現場へ! クマ対策の最前線(2)
ツキノワグマによる農作物被害を減らして、人身被害を防ぎたい住民側と、クマを保護する立場にあった行政や大学側――。盛岡市猪去(いさり)地区でクマが大量出没した2006年、両者の立場の違いが不協和音を生んだ。
「状況を変えたのは、当時の市農政課の職員や岩手大の学生だった」と、同大の山本信次教授(56)は振り返る。
市職員たちは昼夜を問わず対応にあたり、地元と話し合いを重ね、大学や行政側との橋渡しをした。
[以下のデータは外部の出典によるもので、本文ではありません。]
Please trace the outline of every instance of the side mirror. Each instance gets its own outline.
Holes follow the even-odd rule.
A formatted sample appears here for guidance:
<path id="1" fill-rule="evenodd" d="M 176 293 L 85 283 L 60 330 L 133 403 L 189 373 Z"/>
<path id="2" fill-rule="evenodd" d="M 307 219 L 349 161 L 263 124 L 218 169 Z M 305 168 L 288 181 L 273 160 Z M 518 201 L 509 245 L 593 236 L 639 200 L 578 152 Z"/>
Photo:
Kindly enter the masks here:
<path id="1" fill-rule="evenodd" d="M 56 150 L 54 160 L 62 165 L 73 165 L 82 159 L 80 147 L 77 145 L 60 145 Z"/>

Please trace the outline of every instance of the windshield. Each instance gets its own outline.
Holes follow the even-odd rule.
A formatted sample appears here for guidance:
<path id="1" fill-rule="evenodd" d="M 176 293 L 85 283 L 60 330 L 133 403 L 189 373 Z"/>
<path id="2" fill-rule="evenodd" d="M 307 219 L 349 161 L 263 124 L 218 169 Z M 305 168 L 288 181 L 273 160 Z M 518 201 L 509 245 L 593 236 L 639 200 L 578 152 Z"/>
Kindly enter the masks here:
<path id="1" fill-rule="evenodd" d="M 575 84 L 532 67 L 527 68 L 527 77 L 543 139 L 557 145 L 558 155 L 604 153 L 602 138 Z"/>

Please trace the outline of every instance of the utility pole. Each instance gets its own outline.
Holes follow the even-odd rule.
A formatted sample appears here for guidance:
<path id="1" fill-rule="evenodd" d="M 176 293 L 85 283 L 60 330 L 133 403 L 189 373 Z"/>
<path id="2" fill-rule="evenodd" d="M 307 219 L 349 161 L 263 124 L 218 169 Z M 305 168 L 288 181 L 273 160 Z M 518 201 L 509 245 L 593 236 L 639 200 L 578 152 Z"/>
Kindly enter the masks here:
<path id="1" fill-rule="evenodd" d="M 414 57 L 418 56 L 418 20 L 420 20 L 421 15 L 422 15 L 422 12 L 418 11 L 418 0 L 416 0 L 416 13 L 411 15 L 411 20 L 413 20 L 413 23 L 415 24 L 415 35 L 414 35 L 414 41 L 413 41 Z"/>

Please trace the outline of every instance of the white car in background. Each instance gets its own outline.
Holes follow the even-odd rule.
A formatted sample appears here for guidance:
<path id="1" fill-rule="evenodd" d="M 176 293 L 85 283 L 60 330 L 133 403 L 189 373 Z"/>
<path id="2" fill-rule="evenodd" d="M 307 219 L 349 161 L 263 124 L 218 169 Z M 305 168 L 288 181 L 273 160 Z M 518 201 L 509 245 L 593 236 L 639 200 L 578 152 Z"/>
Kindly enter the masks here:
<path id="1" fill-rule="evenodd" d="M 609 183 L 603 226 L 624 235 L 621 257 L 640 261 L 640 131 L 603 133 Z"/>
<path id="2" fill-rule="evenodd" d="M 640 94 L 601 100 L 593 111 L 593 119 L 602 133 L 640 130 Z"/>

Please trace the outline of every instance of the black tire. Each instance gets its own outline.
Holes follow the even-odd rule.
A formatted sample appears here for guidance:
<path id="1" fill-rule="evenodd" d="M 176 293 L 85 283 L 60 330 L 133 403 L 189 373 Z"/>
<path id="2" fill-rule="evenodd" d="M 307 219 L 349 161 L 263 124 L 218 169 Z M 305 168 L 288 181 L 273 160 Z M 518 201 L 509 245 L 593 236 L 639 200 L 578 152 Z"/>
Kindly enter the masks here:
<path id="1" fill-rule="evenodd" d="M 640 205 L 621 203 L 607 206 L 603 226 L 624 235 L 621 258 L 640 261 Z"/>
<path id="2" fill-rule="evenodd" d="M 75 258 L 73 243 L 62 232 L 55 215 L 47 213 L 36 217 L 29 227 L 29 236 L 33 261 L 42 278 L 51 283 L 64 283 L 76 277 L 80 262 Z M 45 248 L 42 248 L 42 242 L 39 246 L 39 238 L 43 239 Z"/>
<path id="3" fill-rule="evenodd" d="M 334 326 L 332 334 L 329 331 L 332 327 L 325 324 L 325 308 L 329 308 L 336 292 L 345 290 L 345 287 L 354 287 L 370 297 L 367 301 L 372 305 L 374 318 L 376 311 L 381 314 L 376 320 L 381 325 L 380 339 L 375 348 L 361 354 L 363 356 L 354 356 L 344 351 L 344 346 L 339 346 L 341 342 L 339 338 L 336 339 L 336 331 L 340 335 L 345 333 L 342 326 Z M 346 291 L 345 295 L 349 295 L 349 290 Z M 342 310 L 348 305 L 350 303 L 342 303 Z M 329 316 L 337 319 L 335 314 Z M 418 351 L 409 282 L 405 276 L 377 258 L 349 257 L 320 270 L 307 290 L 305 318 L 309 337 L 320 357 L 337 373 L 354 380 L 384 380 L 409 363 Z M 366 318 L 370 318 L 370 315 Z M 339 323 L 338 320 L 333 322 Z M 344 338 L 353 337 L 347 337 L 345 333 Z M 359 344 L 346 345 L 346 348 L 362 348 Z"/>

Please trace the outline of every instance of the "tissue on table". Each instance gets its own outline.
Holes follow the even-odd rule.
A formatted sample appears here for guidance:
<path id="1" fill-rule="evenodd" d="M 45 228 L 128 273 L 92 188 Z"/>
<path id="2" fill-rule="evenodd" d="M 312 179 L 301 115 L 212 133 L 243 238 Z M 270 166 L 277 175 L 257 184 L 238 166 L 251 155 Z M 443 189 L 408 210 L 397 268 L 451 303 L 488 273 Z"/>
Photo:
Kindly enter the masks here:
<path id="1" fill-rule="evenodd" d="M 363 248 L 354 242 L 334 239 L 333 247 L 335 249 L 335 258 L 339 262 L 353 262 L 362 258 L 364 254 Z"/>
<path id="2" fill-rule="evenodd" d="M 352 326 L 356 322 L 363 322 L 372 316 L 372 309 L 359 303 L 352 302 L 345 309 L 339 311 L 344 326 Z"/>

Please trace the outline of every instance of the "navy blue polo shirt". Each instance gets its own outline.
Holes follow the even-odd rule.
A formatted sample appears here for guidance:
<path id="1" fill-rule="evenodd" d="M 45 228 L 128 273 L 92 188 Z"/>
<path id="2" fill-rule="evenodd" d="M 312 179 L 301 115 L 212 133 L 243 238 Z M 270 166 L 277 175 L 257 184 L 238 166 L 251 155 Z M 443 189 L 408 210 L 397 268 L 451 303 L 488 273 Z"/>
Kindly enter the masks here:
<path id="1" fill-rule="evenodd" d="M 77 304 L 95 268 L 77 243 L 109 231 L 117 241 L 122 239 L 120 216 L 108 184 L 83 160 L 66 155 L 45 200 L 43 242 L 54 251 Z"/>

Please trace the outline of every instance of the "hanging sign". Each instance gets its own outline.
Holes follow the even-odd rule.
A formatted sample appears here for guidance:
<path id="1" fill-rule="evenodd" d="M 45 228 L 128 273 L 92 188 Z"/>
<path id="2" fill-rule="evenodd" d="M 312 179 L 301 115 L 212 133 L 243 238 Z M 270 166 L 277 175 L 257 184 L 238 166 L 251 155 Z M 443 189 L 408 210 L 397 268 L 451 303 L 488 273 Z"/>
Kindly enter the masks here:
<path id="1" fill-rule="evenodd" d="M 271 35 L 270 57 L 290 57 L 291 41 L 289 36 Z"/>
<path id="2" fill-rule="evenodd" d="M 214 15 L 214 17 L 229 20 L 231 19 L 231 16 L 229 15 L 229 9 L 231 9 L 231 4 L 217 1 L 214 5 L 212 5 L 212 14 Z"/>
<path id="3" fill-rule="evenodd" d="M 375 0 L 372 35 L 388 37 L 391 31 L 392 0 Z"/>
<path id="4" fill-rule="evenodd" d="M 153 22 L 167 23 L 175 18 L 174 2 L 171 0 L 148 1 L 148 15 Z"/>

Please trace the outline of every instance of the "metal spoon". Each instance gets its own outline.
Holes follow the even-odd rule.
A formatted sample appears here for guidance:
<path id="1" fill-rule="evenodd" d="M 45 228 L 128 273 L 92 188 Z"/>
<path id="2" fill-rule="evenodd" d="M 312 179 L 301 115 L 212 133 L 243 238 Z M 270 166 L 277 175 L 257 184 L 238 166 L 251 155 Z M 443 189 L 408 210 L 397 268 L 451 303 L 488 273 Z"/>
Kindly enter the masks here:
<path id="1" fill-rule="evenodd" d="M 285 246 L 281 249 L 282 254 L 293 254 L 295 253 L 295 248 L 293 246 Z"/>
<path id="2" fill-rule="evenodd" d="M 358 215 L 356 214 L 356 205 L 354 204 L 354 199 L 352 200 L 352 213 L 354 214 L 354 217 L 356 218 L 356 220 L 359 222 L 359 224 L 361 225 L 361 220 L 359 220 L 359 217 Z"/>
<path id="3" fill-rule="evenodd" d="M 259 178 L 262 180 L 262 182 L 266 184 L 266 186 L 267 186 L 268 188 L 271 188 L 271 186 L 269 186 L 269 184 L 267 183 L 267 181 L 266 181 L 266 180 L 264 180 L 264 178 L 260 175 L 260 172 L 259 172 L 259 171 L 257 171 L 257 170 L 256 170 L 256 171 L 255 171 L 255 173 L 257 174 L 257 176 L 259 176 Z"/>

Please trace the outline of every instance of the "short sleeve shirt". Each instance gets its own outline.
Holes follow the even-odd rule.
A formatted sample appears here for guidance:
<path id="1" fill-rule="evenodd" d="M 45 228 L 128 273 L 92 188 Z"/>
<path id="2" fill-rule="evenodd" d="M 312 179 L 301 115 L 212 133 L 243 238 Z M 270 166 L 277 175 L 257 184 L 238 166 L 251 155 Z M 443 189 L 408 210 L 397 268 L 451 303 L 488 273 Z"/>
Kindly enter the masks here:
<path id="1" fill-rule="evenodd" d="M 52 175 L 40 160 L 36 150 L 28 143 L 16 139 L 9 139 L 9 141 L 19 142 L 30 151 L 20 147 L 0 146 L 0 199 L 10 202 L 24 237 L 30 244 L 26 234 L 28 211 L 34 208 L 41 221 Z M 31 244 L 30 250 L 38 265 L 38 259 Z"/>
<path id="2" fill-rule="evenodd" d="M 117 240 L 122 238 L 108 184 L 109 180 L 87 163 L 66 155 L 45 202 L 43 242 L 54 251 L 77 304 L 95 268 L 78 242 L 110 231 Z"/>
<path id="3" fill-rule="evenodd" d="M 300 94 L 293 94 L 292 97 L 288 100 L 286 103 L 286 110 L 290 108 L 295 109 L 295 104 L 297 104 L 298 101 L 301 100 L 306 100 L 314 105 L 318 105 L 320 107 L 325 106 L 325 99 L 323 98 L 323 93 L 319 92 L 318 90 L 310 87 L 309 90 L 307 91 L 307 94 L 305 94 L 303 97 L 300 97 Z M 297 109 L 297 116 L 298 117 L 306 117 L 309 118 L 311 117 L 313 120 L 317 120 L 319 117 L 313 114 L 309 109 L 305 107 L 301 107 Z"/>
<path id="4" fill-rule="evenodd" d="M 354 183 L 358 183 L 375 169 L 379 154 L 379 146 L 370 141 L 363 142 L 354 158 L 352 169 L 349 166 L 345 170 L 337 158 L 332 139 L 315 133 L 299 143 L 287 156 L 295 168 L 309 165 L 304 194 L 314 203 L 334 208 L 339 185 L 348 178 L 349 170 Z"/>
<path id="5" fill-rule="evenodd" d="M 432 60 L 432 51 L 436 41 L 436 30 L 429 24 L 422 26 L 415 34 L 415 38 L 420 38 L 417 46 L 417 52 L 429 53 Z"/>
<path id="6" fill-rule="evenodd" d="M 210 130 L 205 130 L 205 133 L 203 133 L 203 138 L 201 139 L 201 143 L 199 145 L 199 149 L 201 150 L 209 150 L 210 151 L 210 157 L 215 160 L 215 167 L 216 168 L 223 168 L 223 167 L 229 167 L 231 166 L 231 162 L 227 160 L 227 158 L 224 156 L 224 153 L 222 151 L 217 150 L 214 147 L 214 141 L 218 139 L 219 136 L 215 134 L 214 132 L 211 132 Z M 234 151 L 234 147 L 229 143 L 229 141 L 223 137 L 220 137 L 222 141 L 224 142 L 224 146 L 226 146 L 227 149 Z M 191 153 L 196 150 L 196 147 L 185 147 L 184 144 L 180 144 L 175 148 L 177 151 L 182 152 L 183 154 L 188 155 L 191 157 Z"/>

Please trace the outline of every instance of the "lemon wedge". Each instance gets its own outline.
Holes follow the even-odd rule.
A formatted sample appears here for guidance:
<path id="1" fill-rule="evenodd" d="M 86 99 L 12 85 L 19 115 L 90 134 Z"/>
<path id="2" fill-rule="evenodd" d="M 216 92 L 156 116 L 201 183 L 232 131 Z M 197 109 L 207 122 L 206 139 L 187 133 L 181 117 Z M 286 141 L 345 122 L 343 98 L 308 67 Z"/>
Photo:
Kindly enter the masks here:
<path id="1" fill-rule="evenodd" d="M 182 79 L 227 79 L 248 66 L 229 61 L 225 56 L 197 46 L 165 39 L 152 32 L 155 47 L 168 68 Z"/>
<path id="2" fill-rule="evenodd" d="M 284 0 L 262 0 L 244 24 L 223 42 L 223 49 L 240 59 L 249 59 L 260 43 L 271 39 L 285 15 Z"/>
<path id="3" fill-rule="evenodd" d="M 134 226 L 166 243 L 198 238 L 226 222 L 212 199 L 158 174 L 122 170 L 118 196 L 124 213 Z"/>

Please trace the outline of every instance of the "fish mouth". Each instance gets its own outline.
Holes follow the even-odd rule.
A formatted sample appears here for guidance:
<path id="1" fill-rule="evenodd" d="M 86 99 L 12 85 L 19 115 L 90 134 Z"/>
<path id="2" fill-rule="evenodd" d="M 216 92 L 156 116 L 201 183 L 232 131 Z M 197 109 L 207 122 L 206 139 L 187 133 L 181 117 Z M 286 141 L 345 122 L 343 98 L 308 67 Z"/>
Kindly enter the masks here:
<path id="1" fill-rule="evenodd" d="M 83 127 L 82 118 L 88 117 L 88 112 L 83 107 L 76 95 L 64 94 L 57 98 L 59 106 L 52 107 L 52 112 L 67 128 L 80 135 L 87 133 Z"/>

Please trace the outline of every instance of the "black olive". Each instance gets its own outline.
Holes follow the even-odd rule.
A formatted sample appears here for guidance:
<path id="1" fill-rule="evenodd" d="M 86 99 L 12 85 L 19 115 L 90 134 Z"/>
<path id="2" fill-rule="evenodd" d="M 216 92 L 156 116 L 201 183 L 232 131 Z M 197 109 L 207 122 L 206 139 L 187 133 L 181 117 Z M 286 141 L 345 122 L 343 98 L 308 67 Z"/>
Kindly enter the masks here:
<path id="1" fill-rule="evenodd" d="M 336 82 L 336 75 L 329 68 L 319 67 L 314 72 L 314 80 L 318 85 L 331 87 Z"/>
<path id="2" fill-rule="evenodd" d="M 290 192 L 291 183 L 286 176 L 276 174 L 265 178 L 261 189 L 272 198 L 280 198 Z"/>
山本教授は「そこで『クマの生態保全』と地元が求める『集落の安全』という異なる目的が、里山の整備や電気柵の設置をしてクマを里に出さないことで、達成できることが共有された」と語る。
こうして07年、地元と官学協同の取り組みが始まり、岩手大の学生は授業の一環で参加することになった。
1回目のとき、地元の参加者は8人だったが、学生たちは大型バスで参加したという。地元の人たちは奮い立ち、大勢が参加するようになった。今では年3回の草刈りが地域の恒例行事だ。
山本さんは学生たちに「我々は学ばせていただいている立場だ」と言い聞かせてきた。学生は住民と一緒に作業し、現地の苦悩を肌で感じた。やがて、学生たちは授業の一環ではなく、岩手大学ツキノワグマ研究会(以下クマ研)の活動としてより自主的に関わるようになったという。